Birçok başarı hikayesinde olduğu gibi, Piserro’nun ardında da yalnızca bir iş insanı değil, “aile” ve “değerler” yer alıyor. Kısakürek’in çocukları, bugün markanın başında ve ailevi bağlarla şekillenen bu iş, onu daha da güçlendiren bir dinamik oluşturuyor. Oğul ve kızının işin başında olması, Kısakürek’in yalnızca kendi başarılarıyla değil, geçmişin izleriyle geleceğe adım atma yolundaki vizyonunu da simgeliyor.

Her başarılı işin temelinde sevgi, güven ve bağlılık vardır. Kısakürek’in iş hayatındaki başarısı, yalnızca iş becerisiyle değil, aynı zamanda ailesine ve işine olan bağlılığıyla da dikkat çeker.

 

Bir Dünya Markası Olma Yolunda: Piserro’nun Küresel Yolculuğu

Başarı, bir ülkenin sınırlarını aşmakla ve insanın kendi vizyonunun ötesine geçmekle mümkündür. Ali Rıza Kısakürek’in Piserro markası, bugün İngiltere, Fransa, Almanya, Rusya gibi önemli pazarlarda varlık gösteriyor. Ancak bu, sadece bir başlangıç. Gelecekteki hedefi, Piserro’yu dünya çapında bir marka haline getirmek. Kısakürek’in 1970’lerin başlarında Kahramanmaraş’ta kurduğu küçük atölye, bugün dünyanın dört bir yanındaki raflarda yerini buluyor. Bu başarı, sadece bir markanın değil, Türk iş dünyasının dünya sahnesindeki güçlü adımlarının somut bir örneğidir.
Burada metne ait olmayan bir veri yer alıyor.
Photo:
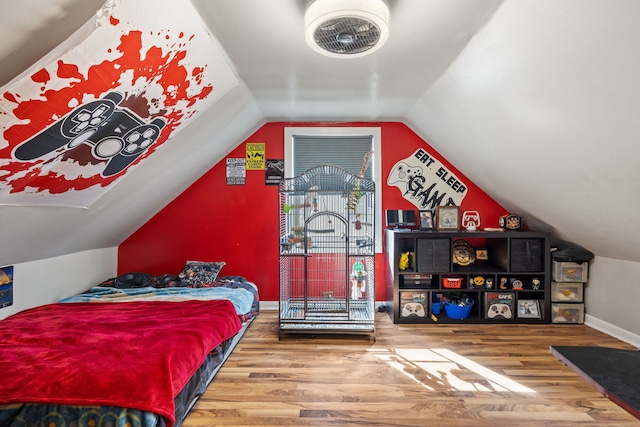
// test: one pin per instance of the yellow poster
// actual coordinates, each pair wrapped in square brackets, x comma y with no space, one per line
[255,156]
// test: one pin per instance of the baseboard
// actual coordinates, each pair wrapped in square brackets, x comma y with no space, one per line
[269,305]
[613,330]
[275,305]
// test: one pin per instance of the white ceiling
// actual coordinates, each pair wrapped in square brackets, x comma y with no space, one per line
[536,101]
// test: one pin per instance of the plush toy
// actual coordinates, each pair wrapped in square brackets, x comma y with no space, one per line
[405,259]
[358,281]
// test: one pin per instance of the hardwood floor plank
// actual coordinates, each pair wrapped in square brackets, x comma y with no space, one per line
[411,375]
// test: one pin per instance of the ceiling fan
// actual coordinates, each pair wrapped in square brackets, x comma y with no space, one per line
[346,28]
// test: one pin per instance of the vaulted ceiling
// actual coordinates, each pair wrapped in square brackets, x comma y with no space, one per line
[536,101]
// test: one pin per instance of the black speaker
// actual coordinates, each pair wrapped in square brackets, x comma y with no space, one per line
[401,218]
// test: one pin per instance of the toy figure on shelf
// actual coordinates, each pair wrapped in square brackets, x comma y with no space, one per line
[358,281]
[405,260]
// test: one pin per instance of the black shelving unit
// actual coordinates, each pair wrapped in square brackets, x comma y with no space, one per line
[497,269]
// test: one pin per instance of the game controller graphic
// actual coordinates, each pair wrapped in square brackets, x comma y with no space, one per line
[114,133]
[413,308]
[499,310]
[402,173]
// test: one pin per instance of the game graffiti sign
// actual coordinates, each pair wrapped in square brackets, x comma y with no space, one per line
[426,182]
[104,100]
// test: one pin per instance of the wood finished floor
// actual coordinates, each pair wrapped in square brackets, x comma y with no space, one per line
[412,375]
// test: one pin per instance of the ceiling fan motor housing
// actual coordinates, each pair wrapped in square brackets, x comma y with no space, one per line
[346,28]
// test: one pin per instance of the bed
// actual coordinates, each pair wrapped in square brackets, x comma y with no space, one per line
[135,350]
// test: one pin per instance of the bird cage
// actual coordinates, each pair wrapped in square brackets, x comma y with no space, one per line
[327,251]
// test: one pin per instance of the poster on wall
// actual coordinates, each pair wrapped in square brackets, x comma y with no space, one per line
[255,156]
[104,100]
[236,171]
[6,286]
[426,182]
[274,172]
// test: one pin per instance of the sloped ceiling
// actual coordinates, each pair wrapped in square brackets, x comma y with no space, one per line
[536,101]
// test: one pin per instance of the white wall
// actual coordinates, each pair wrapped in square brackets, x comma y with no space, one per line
[49,280]
[612,295]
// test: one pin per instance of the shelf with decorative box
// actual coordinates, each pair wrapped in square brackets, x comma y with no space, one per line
[468,276]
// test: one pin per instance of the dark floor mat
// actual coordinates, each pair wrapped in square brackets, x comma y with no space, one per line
[614,373]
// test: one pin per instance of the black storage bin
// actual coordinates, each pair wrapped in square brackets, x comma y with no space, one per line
[527,255]
[433,255]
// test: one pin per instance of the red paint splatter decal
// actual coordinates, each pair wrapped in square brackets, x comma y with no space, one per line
[79,124]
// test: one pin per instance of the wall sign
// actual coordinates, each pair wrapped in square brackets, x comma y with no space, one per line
[106,99]
[6,286]
[426,182]
[236,171]
[255,156]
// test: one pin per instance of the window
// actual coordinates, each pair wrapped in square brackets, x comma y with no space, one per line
[305,148]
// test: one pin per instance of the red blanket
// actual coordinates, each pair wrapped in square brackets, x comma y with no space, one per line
[131,354]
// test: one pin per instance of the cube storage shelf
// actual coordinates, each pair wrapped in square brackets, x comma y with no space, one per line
[503,276]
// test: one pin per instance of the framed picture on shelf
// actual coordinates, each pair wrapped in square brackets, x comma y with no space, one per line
[529,309]
[426,220]
[448,218]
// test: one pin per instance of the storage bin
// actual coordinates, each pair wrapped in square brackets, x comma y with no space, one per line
[452,282]
[567,313]
[420,280]
[566,292]
[436,307]
[458,312]
[569,271]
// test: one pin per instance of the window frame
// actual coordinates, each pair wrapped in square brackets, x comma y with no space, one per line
[376,164]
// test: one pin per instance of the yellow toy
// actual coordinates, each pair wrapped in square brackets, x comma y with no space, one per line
[405,260]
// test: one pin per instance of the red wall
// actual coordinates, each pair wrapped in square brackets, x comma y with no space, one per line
[211,221]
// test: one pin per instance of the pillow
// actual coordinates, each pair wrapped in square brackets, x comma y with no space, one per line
[195,273]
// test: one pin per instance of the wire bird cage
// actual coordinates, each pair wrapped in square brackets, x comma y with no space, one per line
[327,251]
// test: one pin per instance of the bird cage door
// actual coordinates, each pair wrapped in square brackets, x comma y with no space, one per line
[326,274]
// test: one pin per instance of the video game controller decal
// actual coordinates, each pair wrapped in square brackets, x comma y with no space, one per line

Hayaller ve Gerçekler: “İtalya’ya Rakip Olmak”

İtalyanlar, moda dünyasının simgeleridir. Ancak Ali Rıza Kısakürek, bu imparatorluğun zirvesine tırmanmak için “rakip olmalı” diyerek başladığı yolda, İtalya’dan daha kaliteli ceketler üretme hedefiyle ilerlemiş ve nihayetinde bu hayalini gerçeğe dönüştürmüştür. Piserro, yüksek kaliteyi ve özgün tasarımı her zaman ön planda tutarak, dünya markası olma yolunda önemli bir kilometre taşı olmuştur. Rusya’daki mağazalar kapanmış olsa da, ihracat yoluyla büyümeye devam etmektedir. Kısakürek’in tüm bu süreçteki kararlılığı, hem kendi işini hem de Türk tekstilinin gücünü dünyaya göstermektedir.

İş insanı Ali Rıza Kısakürek Değerli eşi ve torunuyla

İş insanı Ali Rıza Kısakürek Değerli eşi ve torunuyla

Türkiye’ye Katkı: Bir Başarı Hikayesinin Ardında

Piserro, yalnızca kâr elde etmekle kalmayıp, aynı zamanda Türkiye ekonomisine katkı sağlayan bir markadır. İstihdam yaratmak, yenilikçi üretim teknikleri ve dışa açılma ile Türkiye’yi globalde temsil eden Kısakürek, Türkiye’nin değer katan iş insanları arasına adını altın harflerle yazdırmıştır. Koç, Sabancı, Üzeyir Garih, Kadir Has gibi isimlere duyduğu sevgi ve saygı, onun hem iş dünyasında hem de yaşamda değerleri nasıl sahiplenmesi gerektiğini ortaya koyar.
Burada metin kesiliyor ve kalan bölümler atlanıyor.